Notes on The Drama
When I think of girls with guns, I think of James Franco being forced to fellate one by Ashley Benson and Vanessa Hudgens in Spring Breakers, high school classmates posing with their man’s on Snapchat and a still from a film I can’t remember depicting a close up shot of an Indian woman captioned “A girl is a gun.” - imagery quintessential to forming my aesthetic sense as a teenager.
In The Drama, at a wedding tasting dinner, two of the film’s couples go around the table and share what the worst thing they’ve ever done is. The secrets offered up by each person display a gradation of compromised morality - Mamoudou Athie’s character let his then girlfriend be attacked by a dog on her birthday while on vacation, Alana Haim’s locked a mentally disabled child in an RV closet deep in the forest and Robert Pattinson cyberbullied someone, potentially to the point of having to move.
Zendaya’s character Emma, drunkenly admits that she planned and nearly committed a school shooting as a teenager.

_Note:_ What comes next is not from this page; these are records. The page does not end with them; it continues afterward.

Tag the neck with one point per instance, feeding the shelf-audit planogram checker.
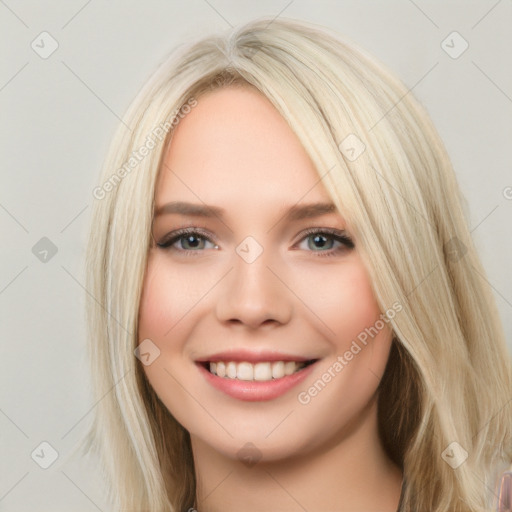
(352, 474)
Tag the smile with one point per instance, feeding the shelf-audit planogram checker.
(258, 381)
(263, 371)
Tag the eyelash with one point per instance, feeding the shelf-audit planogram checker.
(335, 234)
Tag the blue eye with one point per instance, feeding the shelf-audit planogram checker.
(327, 241)
(190, 240)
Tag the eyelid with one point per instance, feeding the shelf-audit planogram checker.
(338, 234)
(170, 238)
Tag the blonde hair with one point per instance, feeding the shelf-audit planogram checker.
(448, 377)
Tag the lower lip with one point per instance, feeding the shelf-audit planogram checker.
(256, 391)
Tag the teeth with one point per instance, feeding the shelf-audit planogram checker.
(259, 371)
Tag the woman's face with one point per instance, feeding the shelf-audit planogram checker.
(263, 282)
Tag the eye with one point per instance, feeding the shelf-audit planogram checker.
(187, 240)
(326, 241)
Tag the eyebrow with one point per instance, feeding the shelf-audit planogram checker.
(294, 213)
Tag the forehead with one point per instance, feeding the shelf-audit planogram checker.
(234, 146)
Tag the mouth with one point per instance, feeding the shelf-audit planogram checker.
(263, 371)
(259, 380)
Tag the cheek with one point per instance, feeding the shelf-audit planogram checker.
(348, 303)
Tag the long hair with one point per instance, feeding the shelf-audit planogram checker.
(446, 390)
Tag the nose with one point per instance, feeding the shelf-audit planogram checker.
(252, 295)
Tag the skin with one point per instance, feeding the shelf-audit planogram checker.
(235, 151)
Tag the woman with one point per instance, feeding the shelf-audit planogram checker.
(289, 313)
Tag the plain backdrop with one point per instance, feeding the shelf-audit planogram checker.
(59, 113)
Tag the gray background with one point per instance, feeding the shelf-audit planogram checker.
(59, 114)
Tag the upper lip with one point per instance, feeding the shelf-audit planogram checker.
(252, 356)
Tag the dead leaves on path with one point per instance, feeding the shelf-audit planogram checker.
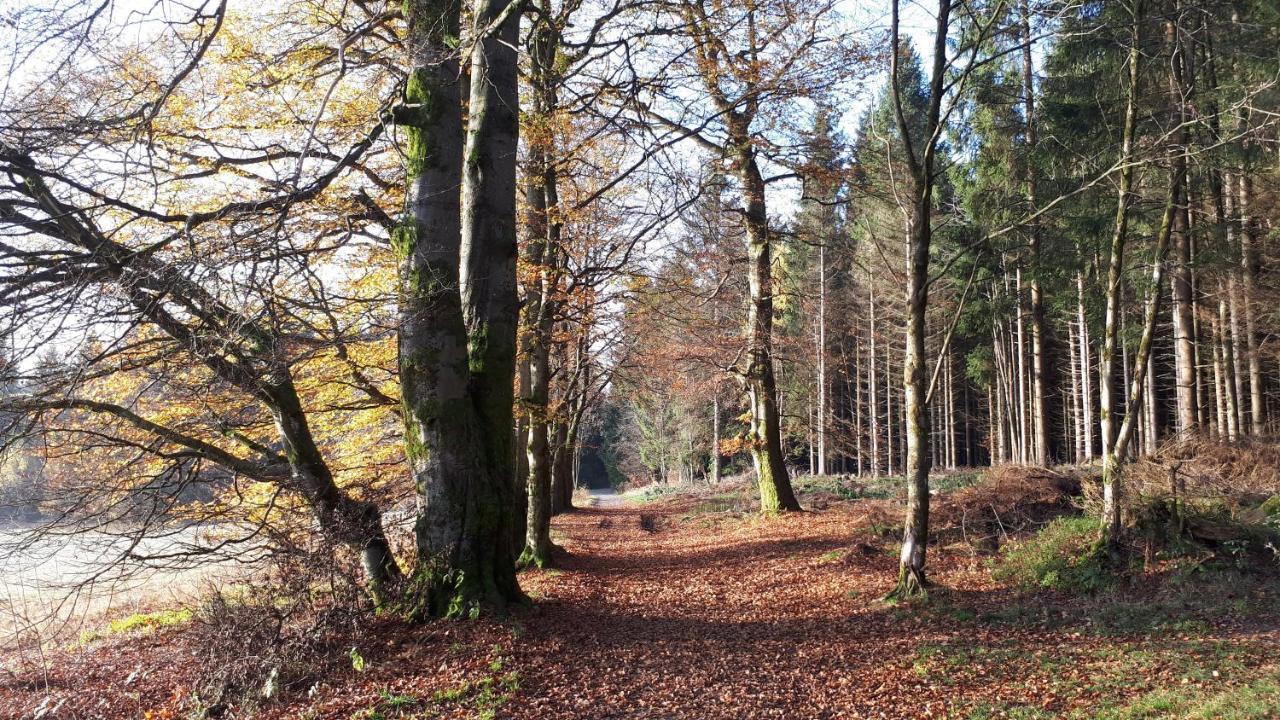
(708, 615)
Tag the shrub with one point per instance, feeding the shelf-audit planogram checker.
(1064, 556)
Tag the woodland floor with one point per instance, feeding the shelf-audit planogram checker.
(690, 606)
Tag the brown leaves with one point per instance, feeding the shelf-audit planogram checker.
(709, 614)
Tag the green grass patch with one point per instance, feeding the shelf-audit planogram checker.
(1255, 700)
(1063, 556)
(138, 623)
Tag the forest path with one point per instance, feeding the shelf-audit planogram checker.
(670, 611)
(691, 609)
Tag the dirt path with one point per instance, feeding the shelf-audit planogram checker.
(675, 611)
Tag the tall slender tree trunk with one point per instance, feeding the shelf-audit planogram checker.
(1111, 522)
(1086, 369)
(1038, 383)
(1248, 281)
(823, 392)
(872, 376)
(716, 433)
(771, 469)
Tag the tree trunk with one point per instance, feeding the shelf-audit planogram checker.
(873, 405)
(771, 469)
(457, 338)
(1248, 278)
(1111, 525)
(1183, 297)
(544, 232)
(822, 360)
(1040, 405)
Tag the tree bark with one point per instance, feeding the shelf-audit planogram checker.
(1111, 525)
(457, 302)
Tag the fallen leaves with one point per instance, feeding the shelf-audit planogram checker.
(711, 615)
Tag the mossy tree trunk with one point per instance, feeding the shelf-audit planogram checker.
(458, 314)
(771, 469)
(544, 254)
(919, 235)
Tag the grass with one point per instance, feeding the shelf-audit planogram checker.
(1063, 556)
(138, 623)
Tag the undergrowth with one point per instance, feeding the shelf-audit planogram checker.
(1063, 556)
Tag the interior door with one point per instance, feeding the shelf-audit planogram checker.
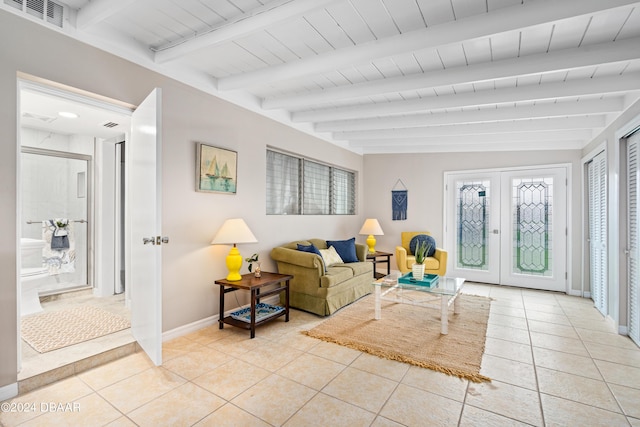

Charlie and Emma think they catch their wedding DJ doing heroin on a street corner, which prompts the conversation in which the central revelation happens. This, like the other secrets revealed at the table, does not merely function as a punchline, but presents a hypothetical introduced specifically to reveal something about its subjects. The interlocking dramas of this film are chosen for what they expose about the class, racial and romantic anxieties of these characters.
All of these incidents happened during the character’s youth; a popular refrain when a public figure is outed as having trafficked in racist, homophobic or otherwise discriminatory behaviour. These unearthings always lead to polarized reactions which vary from complete acceptance of this as a fact of teenage life to outright denial of it as a phenomenon. Subjugation of an other, as a means of self-fashioning and an attempt at rebellion exists; when radicalization has become more mainstreamed and a commonplace part of social media use, how should film language evolve to keep up?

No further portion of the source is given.